GUEST POST/Joseph Muscat has become a burden for the country
Sent in by Dire Straits:
Like so many, I have watched what is happening with a mixture of horrified fascination, shame and anger. These people in government are just as awful, corrupt and incompetent as we thought they would be, and I am deeply upset that they are harming our country in so many nasty ways, day, after day, after day.
Joseph Muscat has failed his test, big time. If you take Konrad Mizzi’s and Keith Schembri’s version of events as correct (I can’t and don’t, but bear with me), then their ‘naivety’ has done so much damage to the Labour Party and Muscat’s government that the only right and proper thing for Muscat to do would have been to thank them for their service, and relieve them of it.

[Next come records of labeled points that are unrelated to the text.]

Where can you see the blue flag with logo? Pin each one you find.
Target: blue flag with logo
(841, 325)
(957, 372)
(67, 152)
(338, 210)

Of course that supposed naivety, for which the Prime Minister said at his press conference last Thursday that he “sort of rebuked” Mizzi, is something he must then also share. After all, he says he accepted without any qualms Mizzi’s miraculous “draft declaration of assets”, the one he supposedly received before Daphne Caruana Galizia outed Mizzi (and Schembri) as the owner of a company in Panama, which he set up after he became a minister.
But few fair-minded people buy that version of events. I certainly don’t. The Panama company and New Zealand trust look exactly like vehicles for hiding ill-gotten gains, and no-one has managed to give a remotely plausible alternative explanation for them. The Prime Minister’s stark refusal to do the obvious thing and remove both his chief of staff and his minister, in the face of a national wave of anger, suspicion and disgust, has fuelled the widely held belief that he is not just covering for his men, but that he’s in it with them.
Muscat does not have what it takes to be Prime Minister. He appears to have no moral compass at all. His standard of what is morally and politically acceptable is not just low, but is passed out on the floor in a drunken stupor. Beyond that, even those people who disliked him at least credited him with being a good tactician, and one who has a finger firmly on the national pulse. But it looks now as if Muscat has not gauged the public mood at all, and has also overestimated his ability to set the news agenda and to distract people so as to make them forget what they were talking about.
Muscat’s plan last week was clear: get all the bad news (his inability to sack Konrad Mizzi or Keith Schembri, and Manuel Mallia’s return to the cabinet) out of the way in one day on Thursday, followed by a mass meeting to rally the troops on Sunday, and then two years to throw money at the wider electorate and hope they forget. But I don’t think the majority of people are that stupid. We will see.
The Opposition leader has handled things well. He is right to constantly call on the country’s institutions to do their duty. That is what a statesman does. And despite being criticised for it, Simon Busuttil was right to call for a vote of no confidence in the entire government and not just Konrad Mizzi, even though it would have been politically more expedient to try and divide the government benches.
This is because the country’s problem is not just Konrad Mizzi. It is, primarily, Joseph Muscat. The Sunday Times leading article last Sunday was very clear on the matter. Busuttil is right to keep his sights fixed firmly on Muscat, and more and more people have come to understand this.
I’m confident that we, the people, will come together at the polls in 2018 to rid Malta of this debilitating problem, this burden of ineptitude, cronyism, profligacy and corruption. But I am very much afraid of all the additional damage that they can do to this country before that.